2012-03-19	Restructure SELECT INTO's parsetree representation into CreateTableAsStmt.	Tom Lane
	Making this operation look like a utility statement seems generally a good idea, and particularly so in light of the desire to provide command triggers for utility statements. The original choice of representing it as SELECT with an IntoClause appendage had metastasized into rather a lot of places, unfortunately, so that this patch is a great deal more complicated than one might at first expect. In particular, keeping EXPLAIN working for SELECT INTO and CREATE TABLE AS subcommands required restructuring some EXPLAIN-related APIs. Add-on code that calls ExplainOnePlan or ExplainOneUtility, or uses ExplainOneQuery_hook, will need adjustment. Also, the cases PREPARE ... SELECT INTO and CREATE RULE ... SELECT INTO, which formerly were accepted though undocumented, are no longer accepted. The PREPARE case can be replaced with use of CREATE TABLE AS EXECUTE. The CREATE RULE case doesn't seem to have much real-world use (since the rule would work only once before failing with "table already exists"), so we'll not bother with that one. Both SELECT INTO and CREATE TABLE AS still return a command tag of "SELECT nnnn". There was some discussion of returning "CREATE TABLE nnnn", but for the moment backwards compatibility wins the day. Andres Freund and Tom Lane
2012-03-16	Revisit handling of UNION ALL subqueries with non-Var output columns.	Tom Lane
	In commit 57664ed25e5dea117158a2e663c29e60b3546e1c I tried to fix a bug reported by Teodor Sigaev by making non-simple-Var output columns distinct (by wrapping their expressions with dummy PlaceHolderVar nodes). This did not work too well. Commit b28ffd0fcc583c1811e5295279e7d4366c3cae6c fixed some ensuing problems with matching to child indexes, but per a recent report from Claus Stadler, constraint exclusion of UNION ALL subqueries was still broken, because constant-simplification didn't handle the injected PlaceHolderVars well either. On reflection, the original patch was quite misguided: there is no reason to expect that EquivalenceClass child members will be distinct. So instead of trying to make them so, we should ensure that we can cope with the situation when they're not. Accordingly, this patch reverts the code changes in the above-mentioned commits (though the regression test cases they added stay).

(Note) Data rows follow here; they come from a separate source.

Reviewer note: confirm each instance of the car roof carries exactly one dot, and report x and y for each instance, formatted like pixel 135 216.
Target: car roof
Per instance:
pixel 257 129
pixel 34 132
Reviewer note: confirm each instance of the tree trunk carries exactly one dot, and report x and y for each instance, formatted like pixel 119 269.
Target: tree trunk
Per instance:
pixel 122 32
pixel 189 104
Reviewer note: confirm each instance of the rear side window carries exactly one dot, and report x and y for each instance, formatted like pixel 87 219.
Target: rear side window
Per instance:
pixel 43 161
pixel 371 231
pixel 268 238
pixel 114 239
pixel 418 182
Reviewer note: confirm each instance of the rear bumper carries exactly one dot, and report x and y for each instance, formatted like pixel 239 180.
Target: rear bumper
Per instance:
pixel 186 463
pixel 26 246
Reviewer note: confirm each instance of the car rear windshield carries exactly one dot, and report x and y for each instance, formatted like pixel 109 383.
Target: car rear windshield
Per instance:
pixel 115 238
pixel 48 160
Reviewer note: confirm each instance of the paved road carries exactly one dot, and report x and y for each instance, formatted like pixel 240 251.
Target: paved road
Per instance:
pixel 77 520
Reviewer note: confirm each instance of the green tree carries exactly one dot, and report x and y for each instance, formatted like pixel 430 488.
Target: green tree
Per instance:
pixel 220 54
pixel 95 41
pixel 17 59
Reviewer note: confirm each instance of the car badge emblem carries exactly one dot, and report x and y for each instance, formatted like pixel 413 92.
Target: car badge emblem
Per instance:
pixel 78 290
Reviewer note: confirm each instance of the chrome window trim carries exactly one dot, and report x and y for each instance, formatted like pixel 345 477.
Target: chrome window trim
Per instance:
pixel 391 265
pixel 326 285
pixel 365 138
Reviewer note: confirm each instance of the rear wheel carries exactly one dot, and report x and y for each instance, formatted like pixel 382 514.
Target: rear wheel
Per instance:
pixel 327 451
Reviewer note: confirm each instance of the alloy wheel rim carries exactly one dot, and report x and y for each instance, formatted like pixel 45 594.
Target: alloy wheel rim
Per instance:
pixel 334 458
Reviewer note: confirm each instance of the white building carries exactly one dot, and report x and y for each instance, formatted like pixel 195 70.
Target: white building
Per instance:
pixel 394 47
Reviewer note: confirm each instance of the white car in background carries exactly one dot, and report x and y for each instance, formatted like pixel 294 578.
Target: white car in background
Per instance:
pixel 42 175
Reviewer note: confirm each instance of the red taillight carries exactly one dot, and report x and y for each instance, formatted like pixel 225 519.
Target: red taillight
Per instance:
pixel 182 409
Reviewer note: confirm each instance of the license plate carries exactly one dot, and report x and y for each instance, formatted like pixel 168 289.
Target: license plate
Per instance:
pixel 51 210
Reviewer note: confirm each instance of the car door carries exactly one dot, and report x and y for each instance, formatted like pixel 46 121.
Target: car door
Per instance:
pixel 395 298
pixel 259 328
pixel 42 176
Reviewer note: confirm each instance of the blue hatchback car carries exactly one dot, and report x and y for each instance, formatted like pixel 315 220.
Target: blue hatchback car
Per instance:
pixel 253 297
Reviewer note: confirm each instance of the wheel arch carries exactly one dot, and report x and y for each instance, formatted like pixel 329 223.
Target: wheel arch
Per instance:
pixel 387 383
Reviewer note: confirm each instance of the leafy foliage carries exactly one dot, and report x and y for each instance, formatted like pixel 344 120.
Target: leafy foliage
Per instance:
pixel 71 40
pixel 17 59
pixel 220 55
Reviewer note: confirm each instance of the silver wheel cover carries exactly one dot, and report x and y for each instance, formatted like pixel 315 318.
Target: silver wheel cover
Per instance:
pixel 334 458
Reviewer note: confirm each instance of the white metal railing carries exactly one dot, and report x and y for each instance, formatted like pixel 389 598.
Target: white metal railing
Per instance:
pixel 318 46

Instead, I've added assorted defenses to make sure that duplicate EC child members don't cause any problems. Teodor's original problem ("MergeAppend child's targetlist doesn't match MergeAppend") is addressed more directly by revising prepare_sort_from_pathkeys to let the parent MergeAppend's sort list guide creation of each child's sort list. In passing, get rid of add_sort_column; as far as I can tell, testing for duplicate sort keys at this stage is dead code. Certainly it doesn't trigger often enough to be worth expending cycles on in ordinary queries. And keeping the test would've greatly complicated the new logic in prepare_sort_from_pathkeys, because comparing pathkey list entries against a previous output array requires that we not skip any entries in the list. Back-patch to 9.1, like the previous patches. The only known issue in this area that wasn't caused by the ill-advised previous patches was the MergeAppend planning failure, which of course is not relevant before 9.1. It's possible that we need some of the new defenses against duplicate child EC entries in older branches, but until there's some clear evidence of that I'm going to refrain from back-patching further.
2012-03-16	Add comments explaining why our Itanium spinlock implementation is safe.	Heikki Linnakangas

2012-03-15	Add const qualifier to tzn returned by timestamp2tm()	Peter Eisentraut
	The tzn value might come from tm->tm_zone, which libc declares as const, so it's prudent that the upper layers know about this as well.